As we first reported two weeks ago, plans to demolish the Union 76 Station on the northwest corner of First and Harrison have been submitted to Planning.  And on the corner, a 185-unit residential building has been proposed to rise up to 13-stories with 165,000 square feet of residential space, an underground garage with its entrance on First, and no retail or commercial space on the ground floor.

With the bay windows, balconies and exterior materials still “under study and subject to change,” we now have the early illustrative design and proposed massings for the 390 First Street project which would rise to a height of 130 feet along Harrison and First Streets and step down along Lansing.

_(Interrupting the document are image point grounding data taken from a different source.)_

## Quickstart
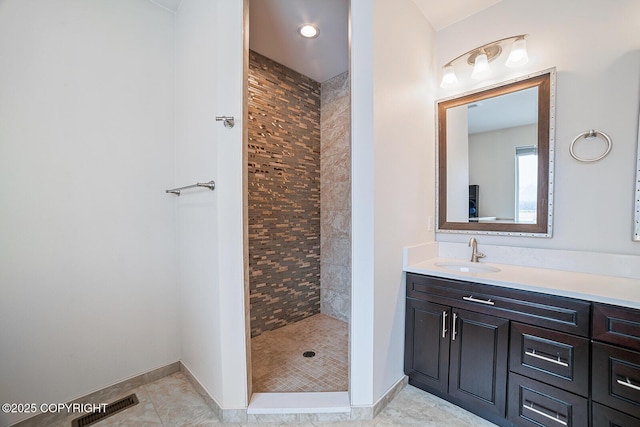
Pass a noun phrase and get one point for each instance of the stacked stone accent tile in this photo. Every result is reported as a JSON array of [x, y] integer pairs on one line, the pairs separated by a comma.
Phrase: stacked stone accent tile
[[283, 195]]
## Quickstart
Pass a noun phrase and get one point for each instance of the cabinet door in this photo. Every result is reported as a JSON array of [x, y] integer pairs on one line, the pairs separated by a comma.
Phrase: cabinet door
[[478, 372], [427, 344]]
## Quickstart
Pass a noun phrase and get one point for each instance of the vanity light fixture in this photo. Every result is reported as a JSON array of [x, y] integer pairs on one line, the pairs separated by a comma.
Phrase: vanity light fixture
[[308, 31], [480, 58]]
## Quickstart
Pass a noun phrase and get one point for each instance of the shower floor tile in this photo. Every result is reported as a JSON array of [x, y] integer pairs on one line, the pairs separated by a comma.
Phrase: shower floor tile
[[278, 365]]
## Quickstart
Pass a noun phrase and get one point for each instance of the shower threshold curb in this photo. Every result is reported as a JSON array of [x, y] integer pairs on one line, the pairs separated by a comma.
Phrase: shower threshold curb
[[299, 403]]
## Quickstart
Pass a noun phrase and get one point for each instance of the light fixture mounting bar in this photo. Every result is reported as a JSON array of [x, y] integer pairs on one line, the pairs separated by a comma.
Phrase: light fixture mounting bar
[[492, 50]]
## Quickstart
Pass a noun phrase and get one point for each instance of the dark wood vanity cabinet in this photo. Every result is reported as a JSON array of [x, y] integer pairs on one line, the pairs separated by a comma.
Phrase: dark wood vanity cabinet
[[458, 353], [520, 358], [615, 366]]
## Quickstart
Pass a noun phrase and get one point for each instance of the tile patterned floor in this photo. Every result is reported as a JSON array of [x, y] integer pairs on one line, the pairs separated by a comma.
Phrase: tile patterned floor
[[279, 366], [173, 402]]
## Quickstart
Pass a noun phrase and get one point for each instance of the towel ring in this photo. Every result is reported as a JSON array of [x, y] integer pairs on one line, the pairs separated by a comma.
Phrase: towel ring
[[591, 134]]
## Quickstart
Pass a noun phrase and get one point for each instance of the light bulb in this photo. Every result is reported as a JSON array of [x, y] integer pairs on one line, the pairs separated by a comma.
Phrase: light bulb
[[481, 67], [308, 31], [448, 77], [518, 55]]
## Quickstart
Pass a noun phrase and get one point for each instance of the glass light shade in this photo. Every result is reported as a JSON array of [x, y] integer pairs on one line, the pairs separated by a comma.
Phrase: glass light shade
[[518, 55], [481, 67], [448, 77], [308, 31]]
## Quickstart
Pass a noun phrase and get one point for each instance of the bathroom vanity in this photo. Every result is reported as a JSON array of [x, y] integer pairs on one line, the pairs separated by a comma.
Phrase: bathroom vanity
[[518, 354]]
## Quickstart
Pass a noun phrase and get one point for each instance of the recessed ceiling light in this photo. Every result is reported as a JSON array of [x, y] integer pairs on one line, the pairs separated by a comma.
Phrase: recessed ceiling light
[[308, 31]]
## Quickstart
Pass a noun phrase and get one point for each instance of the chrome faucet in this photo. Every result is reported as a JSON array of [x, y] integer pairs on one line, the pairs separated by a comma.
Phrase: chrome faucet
[[473, 244]]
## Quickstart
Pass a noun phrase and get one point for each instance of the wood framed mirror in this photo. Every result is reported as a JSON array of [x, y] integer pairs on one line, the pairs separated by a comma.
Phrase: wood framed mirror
[[495, 158]]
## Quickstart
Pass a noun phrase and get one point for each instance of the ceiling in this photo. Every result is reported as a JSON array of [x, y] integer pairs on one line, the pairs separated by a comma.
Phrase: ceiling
[[273, 32], [274, 24]]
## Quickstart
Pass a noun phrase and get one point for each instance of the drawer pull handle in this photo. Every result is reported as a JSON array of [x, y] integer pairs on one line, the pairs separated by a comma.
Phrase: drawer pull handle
[[444, 324], [533, 353], [481, 301], [539, 412], [453, 327], [628, 383]]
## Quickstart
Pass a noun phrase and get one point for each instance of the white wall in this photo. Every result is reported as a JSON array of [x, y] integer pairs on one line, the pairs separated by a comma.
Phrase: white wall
[[87, 268], [210, 81], [392, 55], [497, 149], [458, 164], [595, 45]]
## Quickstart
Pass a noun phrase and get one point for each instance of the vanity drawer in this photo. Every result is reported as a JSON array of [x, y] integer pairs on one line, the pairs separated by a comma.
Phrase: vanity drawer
[[532, 403], [616, 378], [549, 311], [603, 416], [617, 325], [555, 358]]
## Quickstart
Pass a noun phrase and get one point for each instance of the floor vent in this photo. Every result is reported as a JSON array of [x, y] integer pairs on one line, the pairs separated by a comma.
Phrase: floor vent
[[110, 409]]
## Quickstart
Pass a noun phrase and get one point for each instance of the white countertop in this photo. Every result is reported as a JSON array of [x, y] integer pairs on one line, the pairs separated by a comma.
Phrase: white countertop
[[599, 288]]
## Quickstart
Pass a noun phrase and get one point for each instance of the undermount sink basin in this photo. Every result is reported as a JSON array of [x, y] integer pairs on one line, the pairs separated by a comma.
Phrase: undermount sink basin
[[467, 267]]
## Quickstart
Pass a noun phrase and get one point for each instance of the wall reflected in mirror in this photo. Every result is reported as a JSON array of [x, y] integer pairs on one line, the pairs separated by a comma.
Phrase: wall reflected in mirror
[[636, 207], [494, 159], [501, 132]]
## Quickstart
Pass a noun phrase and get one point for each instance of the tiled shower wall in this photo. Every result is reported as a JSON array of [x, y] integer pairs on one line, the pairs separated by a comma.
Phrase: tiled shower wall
[[335, 198], [284, 195]]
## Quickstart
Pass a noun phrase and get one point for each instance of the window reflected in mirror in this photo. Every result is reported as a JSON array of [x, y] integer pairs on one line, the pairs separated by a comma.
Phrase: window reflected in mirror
[[493, 159]]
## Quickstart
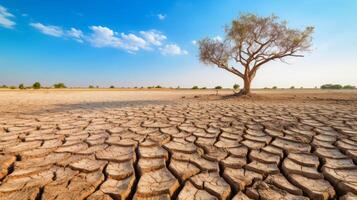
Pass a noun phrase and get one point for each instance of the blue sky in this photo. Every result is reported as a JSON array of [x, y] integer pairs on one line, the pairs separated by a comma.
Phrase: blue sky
[[142, 43]]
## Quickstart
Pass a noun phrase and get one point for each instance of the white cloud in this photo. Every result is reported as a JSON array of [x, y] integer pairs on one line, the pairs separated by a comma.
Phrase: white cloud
[[153, 37], [172, 49], [76, 34], [217, 38], [55, 31], [5, 20], [132, 42], [103, 37], [161, 16]]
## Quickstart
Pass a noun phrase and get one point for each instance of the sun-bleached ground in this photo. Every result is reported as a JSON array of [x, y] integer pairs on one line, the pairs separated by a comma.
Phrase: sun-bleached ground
[[145, 144]]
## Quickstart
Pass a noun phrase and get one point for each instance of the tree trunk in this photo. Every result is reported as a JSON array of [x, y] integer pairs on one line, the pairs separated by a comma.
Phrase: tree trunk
[[246, 88]]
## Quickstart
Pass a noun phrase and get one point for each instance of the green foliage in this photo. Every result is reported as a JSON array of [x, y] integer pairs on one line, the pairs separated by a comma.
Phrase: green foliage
[[36, 85], [59, 85], [236, 86], [350, 87], [331, 86]]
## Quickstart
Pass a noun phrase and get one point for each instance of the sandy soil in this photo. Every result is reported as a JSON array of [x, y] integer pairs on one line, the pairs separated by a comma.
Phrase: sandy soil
[[105, 144]]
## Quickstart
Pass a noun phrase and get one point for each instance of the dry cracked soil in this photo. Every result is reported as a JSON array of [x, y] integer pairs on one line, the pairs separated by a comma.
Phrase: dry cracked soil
[[196, 148]]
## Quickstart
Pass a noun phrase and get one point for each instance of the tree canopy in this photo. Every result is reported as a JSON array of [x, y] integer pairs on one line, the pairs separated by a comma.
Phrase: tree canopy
[[252, 41]]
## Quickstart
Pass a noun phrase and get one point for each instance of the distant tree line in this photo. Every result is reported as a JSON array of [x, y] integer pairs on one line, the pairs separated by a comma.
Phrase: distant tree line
[[37, 85]]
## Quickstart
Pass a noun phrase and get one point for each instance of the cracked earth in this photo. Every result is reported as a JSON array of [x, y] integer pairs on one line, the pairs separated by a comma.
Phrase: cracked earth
[[187, 149]]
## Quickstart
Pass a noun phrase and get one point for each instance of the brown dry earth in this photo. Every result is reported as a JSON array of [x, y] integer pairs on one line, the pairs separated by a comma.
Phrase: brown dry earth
[[156, 145]]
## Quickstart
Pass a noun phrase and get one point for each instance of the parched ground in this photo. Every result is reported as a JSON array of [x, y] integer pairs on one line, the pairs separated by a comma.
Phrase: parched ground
[[102, 144]]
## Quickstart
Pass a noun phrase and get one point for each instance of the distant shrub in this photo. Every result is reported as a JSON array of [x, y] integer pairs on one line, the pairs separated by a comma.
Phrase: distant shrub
[[349, 87], [36, 85], [331, 86], [236, 86], [59, 85]]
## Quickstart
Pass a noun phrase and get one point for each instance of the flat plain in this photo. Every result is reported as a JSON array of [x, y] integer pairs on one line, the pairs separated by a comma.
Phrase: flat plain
[[178, 144]]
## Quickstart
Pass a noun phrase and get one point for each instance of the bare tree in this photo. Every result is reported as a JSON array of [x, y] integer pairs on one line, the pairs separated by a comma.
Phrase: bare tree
[[252, 41]]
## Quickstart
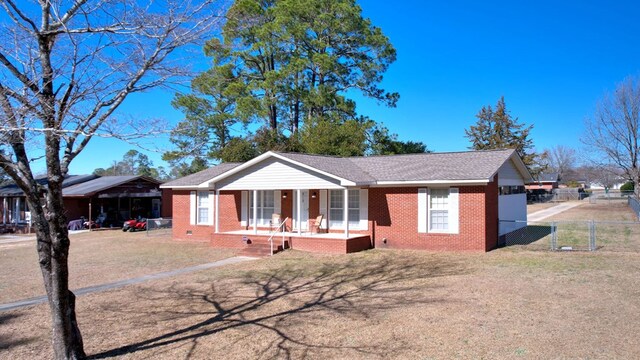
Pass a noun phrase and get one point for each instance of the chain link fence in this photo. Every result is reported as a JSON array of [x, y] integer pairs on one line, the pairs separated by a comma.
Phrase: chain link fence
[[159, 226], [622, 236]]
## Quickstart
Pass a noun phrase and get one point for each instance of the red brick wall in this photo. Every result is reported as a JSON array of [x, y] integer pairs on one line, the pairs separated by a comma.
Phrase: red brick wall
[[394, 215], [181, 226], [491, 213], [167, 203]]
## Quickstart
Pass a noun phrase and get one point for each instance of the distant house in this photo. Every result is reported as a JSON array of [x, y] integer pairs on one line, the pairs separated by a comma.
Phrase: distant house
[[436, 201], [108, 199], [544, 182]]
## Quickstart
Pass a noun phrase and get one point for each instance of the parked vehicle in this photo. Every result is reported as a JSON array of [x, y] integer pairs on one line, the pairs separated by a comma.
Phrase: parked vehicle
[[135, 225]]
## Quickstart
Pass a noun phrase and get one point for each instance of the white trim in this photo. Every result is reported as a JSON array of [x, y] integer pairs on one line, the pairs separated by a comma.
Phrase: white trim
[[452, 211], [345, 212], [211, 207], [193, 207], [277, 202], [422, 210], [520, 165], [268, 154], [323, 208], [255, 211], [454, 206], [244, 208], [299, 210], [217, 210], [364, 210], [432, 182]]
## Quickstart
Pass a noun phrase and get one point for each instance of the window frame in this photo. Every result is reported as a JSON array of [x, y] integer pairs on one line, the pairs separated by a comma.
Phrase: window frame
[[443, 207], [200, 206], [354, 212], [262, 220]]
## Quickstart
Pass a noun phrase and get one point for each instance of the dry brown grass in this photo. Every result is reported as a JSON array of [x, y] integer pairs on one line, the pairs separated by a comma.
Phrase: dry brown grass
[[531, 208], [375, 304], [506, 304], [97, 258]]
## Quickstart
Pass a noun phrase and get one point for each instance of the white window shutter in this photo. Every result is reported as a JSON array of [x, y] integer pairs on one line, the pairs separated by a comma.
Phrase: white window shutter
[[364, 209], [422, 210], [244, 209], [193, 207], [211, 207], [453, 210], [323, 208], [277, 202]]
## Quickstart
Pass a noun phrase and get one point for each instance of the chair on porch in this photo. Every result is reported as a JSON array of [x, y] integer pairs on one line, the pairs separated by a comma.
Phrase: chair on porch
[[275, 222], [317, 224]]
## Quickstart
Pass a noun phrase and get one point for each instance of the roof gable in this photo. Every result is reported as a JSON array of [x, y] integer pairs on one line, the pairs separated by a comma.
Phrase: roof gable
[[446, 168], [277, 174]]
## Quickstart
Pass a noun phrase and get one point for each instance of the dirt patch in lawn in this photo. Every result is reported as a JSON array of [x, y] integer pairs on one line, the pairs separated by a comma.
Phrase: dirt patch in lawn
[[603, 211], [375, 304], [100, 257], [531, 208]]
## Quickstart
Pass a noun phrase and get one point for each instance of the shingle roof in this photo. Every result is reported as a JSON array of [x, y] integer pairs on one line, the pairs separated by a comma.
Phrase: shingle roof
[[469, 165], [70, 180], [453, 166], [102, 183], [337, 166], [202, 176], [550, 177]]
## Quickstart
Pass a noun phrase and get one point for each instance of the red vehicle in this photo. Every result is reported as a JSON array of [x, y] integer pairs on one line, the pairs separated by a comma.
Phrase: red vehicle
[[135, 225]]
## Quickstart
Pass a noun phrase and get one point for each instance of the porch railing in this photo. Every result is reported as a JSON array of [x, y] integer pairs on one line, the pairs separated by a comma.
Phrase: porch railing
[[275, 232]]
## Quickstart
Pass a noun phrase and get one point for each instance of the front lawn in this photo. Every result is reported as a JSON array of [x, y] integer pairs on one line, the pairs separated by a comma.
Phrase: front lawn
[[374, 304]]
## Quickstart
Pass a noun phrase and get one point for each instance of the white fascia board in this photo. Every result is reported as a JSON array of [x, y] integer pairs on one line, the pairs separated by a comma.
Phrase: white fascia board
[[343, 182], [522, 168], [431, 182], [187, 187]]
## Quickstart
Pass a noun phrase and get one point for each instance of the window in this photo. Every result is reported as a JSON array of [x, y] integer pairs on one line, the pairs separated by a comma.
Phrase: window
[[336, 208], [512, 190], [17, 210], [439, 210], [203, 207], [266, 207]]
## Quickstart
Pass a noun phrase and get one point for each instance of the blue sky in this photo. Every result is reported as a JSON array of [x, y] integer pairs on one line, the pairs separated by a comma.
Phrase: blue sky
[[552, 61]]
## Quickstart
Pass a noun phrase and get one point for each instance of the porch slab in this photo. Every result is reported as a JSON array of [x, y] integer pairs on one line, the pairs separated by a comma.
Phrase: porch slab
[[311, 242]]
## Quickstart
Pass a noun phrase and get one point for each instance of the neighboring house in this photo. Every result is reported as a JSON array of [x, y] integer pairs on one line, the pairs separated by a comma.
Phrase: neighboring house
[[13, 205], [544, 182], [109, 199], [436, 201]]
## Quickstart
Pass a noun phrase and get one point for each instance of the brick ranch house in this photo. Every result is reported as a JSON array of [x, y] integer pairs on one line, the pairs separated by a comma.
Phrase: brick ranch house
[[434, 201]]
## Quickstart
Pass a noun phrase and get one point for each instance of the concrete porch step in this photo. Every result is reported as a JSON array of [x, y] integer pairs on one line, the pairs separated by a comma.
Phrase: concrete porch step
[[259, 250]]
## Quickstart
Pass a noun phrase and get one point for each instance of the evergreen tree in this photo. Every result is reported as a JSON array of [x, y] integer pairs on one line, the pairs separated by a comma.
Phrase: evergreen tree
[[284, 69], [496, 129]]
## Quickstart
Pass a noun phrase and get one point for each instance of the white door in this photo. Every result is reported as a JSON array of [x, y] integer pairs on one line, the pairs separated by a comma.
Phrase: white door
[[304, 209]]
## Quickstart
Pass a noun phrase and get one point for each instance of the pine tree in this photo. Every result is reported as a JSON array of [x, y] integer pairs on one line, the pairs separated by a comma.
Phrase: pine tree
[[497, 129]]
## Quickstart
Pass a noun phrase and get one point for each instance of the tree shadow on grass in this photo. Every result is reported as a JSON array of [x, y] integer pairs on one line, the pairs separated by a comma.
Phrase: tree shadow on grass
[[276, 307], [7, 342]]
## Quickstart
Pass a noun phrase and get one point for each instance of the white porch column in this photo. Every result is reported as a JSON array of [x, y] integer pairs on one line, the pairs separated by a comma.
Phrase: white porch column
[[217, 210], [346, 213], [16, 216], [255, 212], [299, 212]]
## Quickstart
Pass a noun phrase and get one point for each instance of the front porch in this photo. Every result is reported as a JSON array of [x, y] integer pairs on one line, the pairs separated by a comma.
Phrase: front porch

390 1st Street Design First

From the project sponsors:

Most of the Project faces the wider, prominent First and Harrison Streets, a zone allowing taller height. In contrast, the third street frontage faces quieter Lansing Street, a narrow pedestrian “shared street,” with a smaller-scale residential focus. The building embraces and expresses these two zones with a light glassy 13-story tower element at First and Harrison, and a stepped 5 to 7 story “base,” fronting Lansing and First Streets. The base element employs projecting bay windows, balconies, and private stoops to further scale the building in line with traditional San Francisco residential architecture.

As always, we’ll keep you posted and plugged-in.

23 thoughts on “Designs For The Development Of A Prominent Rincon Hill Corner”
  1. Is this a sketch ontop of a sketchup background that was run through a generic photoshop filter? What is this, 2nd year college work?

      1. Why does everybody on here need to be so hostile, condescending and rude to one another on here. What ever happened to manners?

    1. Not to mention, I actually like where this is headed – I’d take an interesting infill like this, even if “only” 13 stories, over a taller but bland glass box.

    2. This is the best and MOST appropriate way for serious design professionals to begin concept ideas for a project. It’s done this way all the time; from small firm to large firm.

      Quick massing study, a general idea of the form and shape, some loose color values and a suggestion of fenestration and setbacks.

      This is how it’s done and it makes sense. Now let the architects do their work.

    1. This is intended to be a residential block. Every block in the city can’t support ground-floor retail. The concept of the neighborhood is a lively retail corridor along Folsom at the intersection of the Rincon Hill and Transbay neighborhoods. It’s only one block to walk down to Folsom and distributing retail throughout the neighborhood in every building would dilute the intended effect of the “Folsom Boulevard” neighborhood retail district.

      1. “It’s only one block to walk down to Folsom and distributing retail throughout the neighborhood in every building would dilute the intended effect of the “Folsom Boulevard” neighborhood retail district.”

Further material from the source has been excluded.